Il redéfinissait le rôle de la Chambre des communes pour qu'elle se concentre d'abord et avant tout sur la représentation de la population. Il est ahurissant de constater que, selon cet accord, le Québec recevrait la garantie de ne jamais avoir moins de 25 % des membres de la députation de la Chambre, en reconnaissance du fait que la province devait protéger une population habitant un continent nord-américain. Il redéfinissait le rôle du Sénat, qui devenait une chambre élue et donc une institution puissante et égale, une véritable chambre des provinces. Et il proposait un régime d'autonomie gouvernementale à la communauté autochtone, lui conférant un statut intermédiaire entre les provinces et les municipalités.

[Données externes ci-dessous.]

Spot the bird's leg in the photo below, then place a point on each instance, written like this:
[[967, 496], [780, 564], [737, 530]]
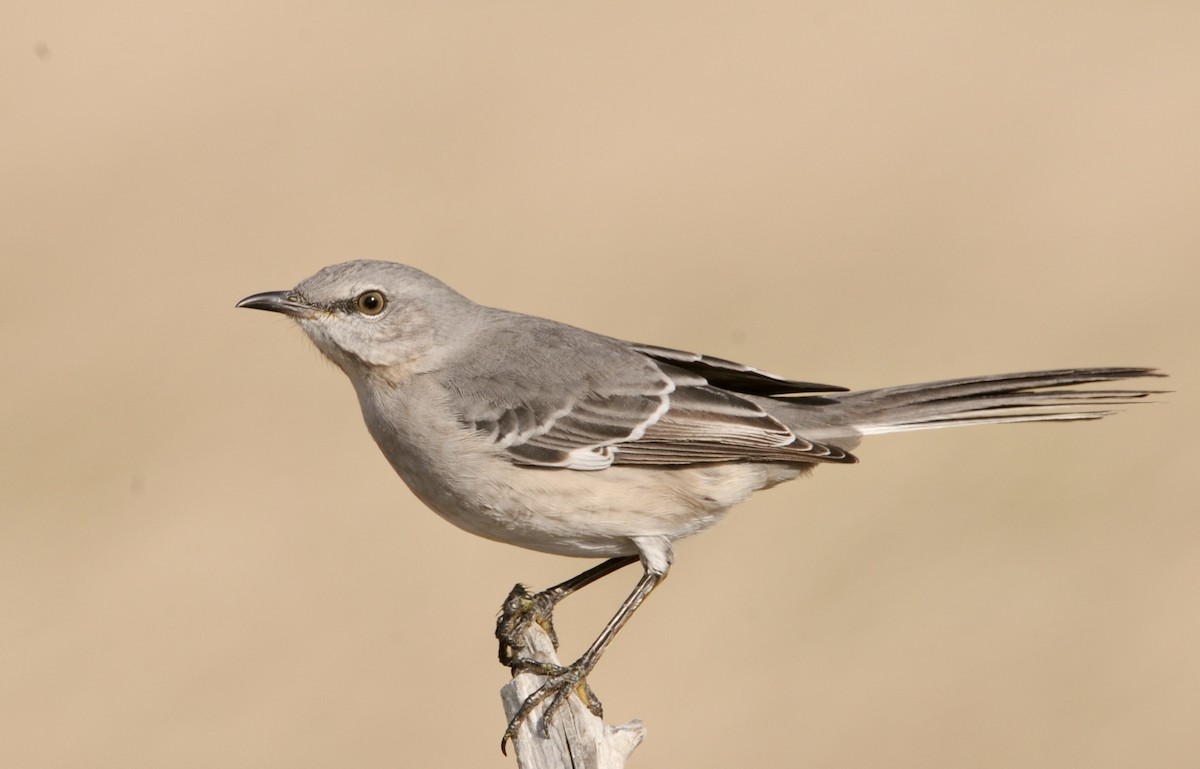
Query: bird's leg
[[562, 682], [523, 607]]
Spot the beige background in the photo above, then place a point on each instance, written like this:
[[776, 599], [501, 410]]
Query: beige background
[[204, 562]]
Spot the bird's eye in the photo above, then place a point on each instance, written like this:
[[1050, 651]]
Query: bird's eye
[[370, 302]]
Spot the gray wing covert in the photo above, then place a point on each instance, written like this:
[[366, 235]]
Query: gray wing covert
[[561, 400]]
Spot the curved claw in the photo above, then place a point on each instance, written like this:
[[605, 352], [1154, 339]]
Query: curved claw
[[522, 608], [557, 688]]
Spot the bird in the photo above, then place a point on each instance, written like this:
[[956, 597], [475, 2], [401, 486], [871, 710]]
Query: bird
[[549, 437]]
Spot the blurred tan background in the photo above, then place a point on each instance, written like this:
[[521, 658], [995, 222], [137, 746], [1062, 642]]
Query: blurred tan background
[[204, 562]]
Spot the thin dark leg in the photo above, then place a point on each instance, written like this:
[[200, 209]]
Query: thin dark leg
[[522, 607], [563, 589], [561, 683]]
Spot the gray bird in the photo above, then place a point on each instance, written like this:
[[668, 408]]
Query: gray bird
[[549, 437]]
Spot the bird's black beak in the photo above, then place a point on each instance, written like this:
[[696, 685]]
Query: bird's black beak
[[288, 302]]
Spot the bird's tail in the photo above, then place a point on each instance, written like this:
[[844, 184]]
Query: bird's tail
[[1039, 396]]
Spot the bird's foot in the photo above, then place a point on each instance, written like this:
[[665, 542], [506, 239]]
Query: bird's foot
[[561, 683], [521, 610]]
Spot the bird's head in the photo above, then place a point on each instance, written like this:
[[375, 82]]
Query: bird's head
[[373, 317]]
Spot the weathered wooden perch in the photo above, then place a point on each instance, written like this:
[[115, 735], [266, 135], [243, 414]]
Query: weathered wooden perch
[[577, 738]]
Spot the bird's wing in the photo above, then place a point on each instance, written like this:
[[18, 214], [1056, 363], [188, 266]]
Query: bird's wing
[[732, 376], [563, 397]]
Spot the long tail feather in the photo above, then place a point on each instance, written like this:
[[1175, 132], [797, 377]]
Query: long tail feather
[[1020, 397]]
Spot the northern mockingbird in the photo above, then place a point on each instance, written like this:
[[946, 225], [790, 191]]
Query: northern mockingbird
[[549, 437]]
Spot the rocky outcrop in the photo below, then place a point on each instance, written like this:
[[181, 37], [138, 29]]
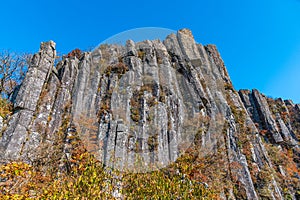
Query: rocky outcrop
[[142, 105]]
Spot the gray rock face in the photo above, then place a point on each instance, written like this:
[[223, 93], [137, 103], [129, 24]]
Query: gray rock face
[[140, 106]]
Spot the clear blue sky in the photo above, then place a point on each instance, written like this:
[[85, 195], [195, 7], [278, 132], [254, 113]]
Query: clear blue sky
[[259, 40]]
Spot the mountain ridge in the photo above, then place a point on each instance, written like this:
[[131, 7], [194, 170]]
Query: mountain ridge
[[154, 100]]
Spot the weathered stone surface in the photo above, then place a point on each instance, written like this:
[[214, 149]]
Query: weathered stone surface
[[143, 103]]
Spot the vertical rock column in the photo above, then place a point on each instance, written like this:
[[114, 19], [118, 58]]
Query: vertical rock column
[[26, 102]]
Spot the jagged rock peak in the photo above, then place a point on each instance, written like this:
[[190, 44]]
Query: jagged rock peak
[[151, 101]]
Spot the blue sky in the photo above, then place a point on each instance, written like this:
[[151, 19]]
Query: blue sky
[[259, 40]]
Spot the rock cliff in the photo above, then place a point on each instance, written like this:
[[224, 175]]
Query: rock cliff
[[142, 105]]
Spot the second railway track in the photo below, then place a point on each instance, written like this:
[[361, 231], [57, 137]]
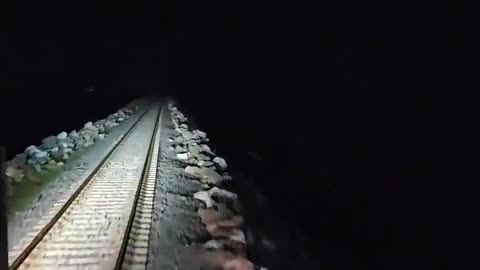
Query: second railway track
[[105, 223]]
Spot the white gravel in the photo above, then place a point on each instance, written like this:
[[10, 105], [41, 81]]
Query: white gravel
[[73, 171]]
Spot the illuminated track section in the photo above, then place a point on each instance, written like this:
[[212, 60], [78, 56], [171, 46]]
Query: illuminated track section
[[105, 223]]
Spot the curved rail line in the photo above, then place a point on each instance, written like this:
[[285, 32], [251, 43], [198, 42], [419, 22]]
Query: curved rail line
[[109, 187]]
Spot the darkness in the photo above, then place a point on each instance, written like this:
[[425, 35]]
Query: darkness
[[356, 108]]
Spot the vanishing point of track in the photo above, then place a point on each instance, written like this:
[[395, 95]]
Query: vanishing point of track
[[104, 222]]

Ainsi, la principale réalisation de l'Accord de Charlottetown, que nous avons tous oubliée, était la réforme institutionnelle. Au bout du compte, était-il raisonnable de s'attendre à ce que la population canadienne puisse assimiler le contenu de cette réforme et se prononcer en 30 jours au terme d'une campagne référendaire?
En fin de compte, la population canadienne, dans sa grande sagesse, a décidé que, devant son manque de connaissances sur ce projet de réforme, le statu quo avait meilleur goût. Et c'est essentiellement ce qui s'est passé. Tout le monde a voté non avec une faible marge, mais personne n'a été rejeté. Donc, pas de drame comme pour l'Accord du lac Meech, mais dans l'ensemble du pays, le projet de réforme a été rejeté par environ 52 %, 53 %, 50 % de la population. Encore une fois, personne n'a été rejeté. Et je pense que c'est important de le préciser.
[00:17:18 Texte superposé à l'écran : Quelle a été votre affectation suivante en tant que sous-ministre ? ]
Jocelyne Bourgon : Le premier ministre Mulroney a alors fait quelque chose de tout à fait inhabituel. Après les négociations de l'Accord de Charlottetown, mon travail à moi consistait à négocier. Son travail à lui consistait à organiser un référendum. Une fois qu'il est rentré à la maison et que la partie était perdue, je me souviens que j'étais fatiguée, et honnêtement, je ne voulais rien d'autre que de rentrer chez moi. Je voulais passer du temps avec ma famille.
J'ai donc décidé de prendre un congé. J'ai dit merci à tout le monde. Je devais partir. J'ai trouvé des emplois pour mon personnel et j'ai réduit mon équipe. Une fois ce travail terminé, je suis rentrée chez moi, juste avant Noël.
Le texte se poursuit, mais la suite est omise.